By Geary Danihy

Sometimes a role is just too big for an actor to handle. Then, there are times, as in Hughie, when the actor is too big for the role.

This one-act, two-character play by Eugene O’Neill that recently opened at Long Wharf Theatre, stars Brian Dennehy as Erie Smith, a down on his luck gambler just coming off a bender. He returns to his seedy hotel, where a new Night Clerk (Joe Grifasi), has replaced Hughie, whose recent death was the impetus for Erie’s monumental drunk.

What we have here is a character study, and Dennehy does a fine job at slowly revealing this flawed and bedeviled human being, a man who embraces illusions yet needs an enabler (i.e., a Hughie) to make it all work. With Hughie’s demise the shallowness of Erie’s life becomes manifest to himself. To escape the whispers of his conscience and the hollowness of his life, he gets drunk. Upon his return to the hotel, captured in a period-perfect set by designer Eugene Lee, he slowly reveals the nature of his relationship with Hughie to the new night clerk, a man who, as played by Grifasi, is a living, breathing definition of “lugubrious.”

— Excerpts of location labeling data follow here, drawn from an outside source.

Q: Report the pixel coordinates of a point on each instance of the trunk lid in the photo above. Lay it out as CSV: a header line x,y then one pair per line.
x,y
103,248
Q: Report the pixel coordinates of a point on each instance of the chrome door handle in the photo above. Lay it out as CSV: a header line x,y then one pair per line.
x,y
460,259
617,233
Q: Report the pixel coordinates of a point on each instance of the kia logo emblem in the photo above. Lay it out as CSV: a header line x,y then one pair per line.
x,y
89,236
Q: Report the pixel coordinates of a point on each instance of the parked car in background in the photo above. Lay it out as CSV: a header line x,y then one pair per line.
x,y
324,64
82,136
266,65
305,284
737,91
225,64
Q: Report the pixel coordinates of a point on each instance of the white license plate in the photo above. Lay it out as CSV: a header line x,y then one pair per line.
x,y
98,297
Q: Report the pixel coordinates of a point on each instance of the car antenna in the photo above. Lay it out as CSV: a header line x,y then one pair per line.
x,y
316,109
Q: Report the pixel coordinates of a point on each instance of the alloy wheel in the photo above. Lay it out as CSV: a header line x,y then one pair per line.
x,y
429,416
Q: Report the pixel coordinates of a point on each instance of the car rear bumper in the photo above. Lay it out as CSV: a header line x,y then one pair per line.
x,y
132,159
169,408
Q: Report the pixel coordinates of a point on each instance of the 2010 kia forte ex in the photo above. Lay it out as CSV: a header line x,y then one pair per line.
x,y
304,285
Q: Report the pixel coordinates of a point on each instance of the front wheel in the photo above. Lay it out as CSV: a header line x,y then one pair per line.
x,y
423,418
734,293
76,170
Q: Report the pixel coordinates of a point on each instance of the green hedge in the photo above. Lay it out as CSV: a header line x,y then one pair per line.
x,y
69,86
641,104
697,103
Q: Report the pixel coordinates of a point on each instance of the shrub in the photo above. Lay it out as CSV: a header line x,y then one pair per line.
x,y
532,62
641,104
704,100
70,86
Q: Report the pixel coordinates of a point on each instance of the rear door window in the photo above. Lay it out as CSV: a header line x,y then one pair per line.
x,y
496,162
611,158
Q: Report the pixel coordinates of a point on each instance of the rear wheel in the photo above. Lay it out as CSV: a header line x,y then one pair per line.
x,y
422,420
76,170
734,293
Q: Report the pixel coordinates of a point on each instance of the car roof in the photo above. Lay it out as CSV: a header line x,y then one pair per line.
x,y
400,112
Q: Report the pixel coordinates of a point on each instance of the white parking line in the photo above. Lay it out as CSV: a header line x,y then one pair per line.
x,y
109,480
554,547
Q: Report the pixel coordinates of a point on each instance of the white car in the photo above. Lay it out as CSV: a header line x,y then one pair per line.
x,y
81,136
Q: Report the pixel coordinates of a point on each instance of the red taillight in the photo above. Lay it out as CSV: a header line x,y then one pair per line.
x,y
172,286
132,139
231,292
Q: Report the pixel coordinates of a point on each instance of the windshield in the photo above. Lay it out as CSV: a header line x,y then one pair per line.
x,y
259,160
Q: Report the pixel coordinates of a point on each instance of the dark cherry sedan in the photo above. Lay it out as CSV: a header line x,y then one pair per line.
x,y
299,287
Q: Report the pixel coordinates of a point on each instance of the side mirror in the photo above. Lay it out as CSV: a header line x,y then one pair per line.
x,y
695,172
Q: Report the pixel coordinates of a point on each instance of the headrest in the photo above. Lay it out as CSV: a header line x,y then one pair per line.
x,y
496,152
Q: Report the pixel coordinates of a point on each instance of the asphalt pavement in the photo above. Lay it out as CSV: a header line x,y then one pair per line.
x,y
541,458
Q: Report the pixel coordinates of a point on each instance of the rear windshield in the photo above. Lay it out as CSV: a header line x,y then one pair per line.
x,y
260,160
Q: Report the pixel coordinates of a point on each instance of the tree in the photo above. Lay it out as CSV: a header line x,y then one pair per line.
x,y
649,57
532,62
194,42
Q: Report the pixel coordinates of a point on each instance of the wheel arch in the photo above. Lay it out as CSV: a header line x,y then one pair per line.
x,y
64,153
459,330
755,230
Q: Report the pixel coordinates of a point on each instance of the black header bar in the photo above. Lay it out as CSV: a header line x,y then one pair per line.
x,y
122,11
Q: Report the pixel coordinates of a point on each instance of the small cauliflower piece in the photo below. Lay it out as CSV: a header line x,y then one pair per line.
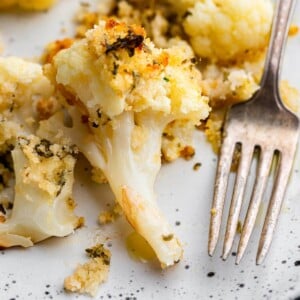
x,y
228,85
121,93
24,94
43,205
227,30
87,277
40,204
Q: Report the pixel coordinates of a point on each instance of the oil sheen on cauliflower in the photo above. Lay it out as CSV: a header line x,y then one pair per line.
x,y
121,93
27,4
39,204
227,30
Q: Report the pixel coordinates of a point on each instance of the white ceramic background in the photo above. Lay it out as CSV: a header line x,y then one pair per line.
x,y
183,194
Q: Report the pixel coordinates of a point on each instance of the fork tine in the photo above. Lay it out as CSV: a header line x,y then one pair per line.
x,y
265,161
284,168
220,189
238,194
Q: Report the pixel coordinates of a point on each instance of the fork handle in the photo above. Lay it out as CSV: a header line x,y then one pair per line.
x,y
277,43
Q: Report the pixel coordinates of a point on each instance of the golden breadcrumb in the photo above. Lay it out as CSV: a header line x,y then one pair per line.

Hughie has the feel of a short story rather than that of a play, for there are few of the dramatic elements – rising action, conflict, climax – that are, some would argue, so necessary to the success of a drama. Dennehy skillfully works with what he has been given, allowing his character to shift easily from bravado to self-serving pathos as the actor limns Ernie’s soul.

It eventually dawns on Erie that perhaps, just perhaps, he has in this new night clerk a fit replacement for Hughie, and in the play’s final scene Dennehy’s eyes light up for the first time and his grin becomes infectious as he weighs the possibility that he might be able to maintain the fantasy that is his life for just a bit longer.

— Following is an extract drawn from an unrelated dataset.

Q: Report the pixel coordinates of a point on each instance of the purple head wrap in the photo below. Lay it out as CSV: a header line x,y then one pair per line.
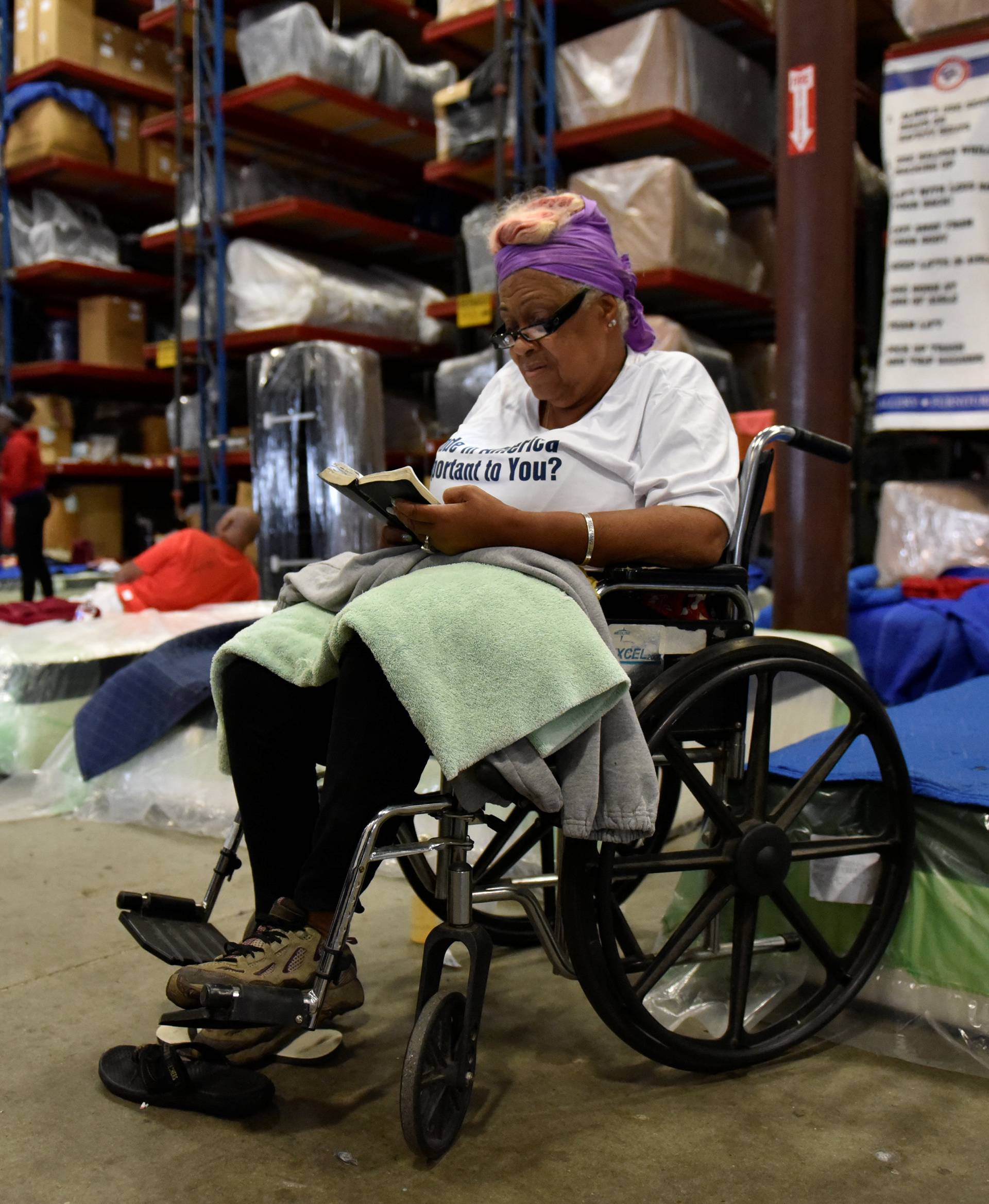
x,y
584,251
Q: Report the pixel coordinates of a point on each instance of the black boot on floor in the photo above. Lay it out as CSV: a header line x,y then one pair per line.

The closing scene aches for a second act, an act in which Erie’s delusions and illusions come crashing down upon him, and perhaps down on the night clerk as well. This second act was never written by O’Neill, so what we have is tragedy interruptus, a less than satisfying situation for theatergoers.

It may just be wishful thinking, but in watching Dennehy in the play’s final moments I had the feeling that the actor was aching to do something more with this character, to bring him to an apt and tragic denouement. Alas, there is no catharsis in Hughie either for the audience or the main actor. That Dennehy is capable of creating such a catharsis was made apparent is his work as James Tyrone in O’Neill’s Long Day’s Journey Into Night (2003), and as Willy Loman in Arthur Miller’s Death of a Salesman (1999), winning Tony Awards for both performances. In Hughie, he gets to conjure a character that just might have been as riveting as Tyrone or Loman, and as tragic. Unfortunately, we get to see Erie rise from his own ashes, but we never see him fall, as he inevitably must.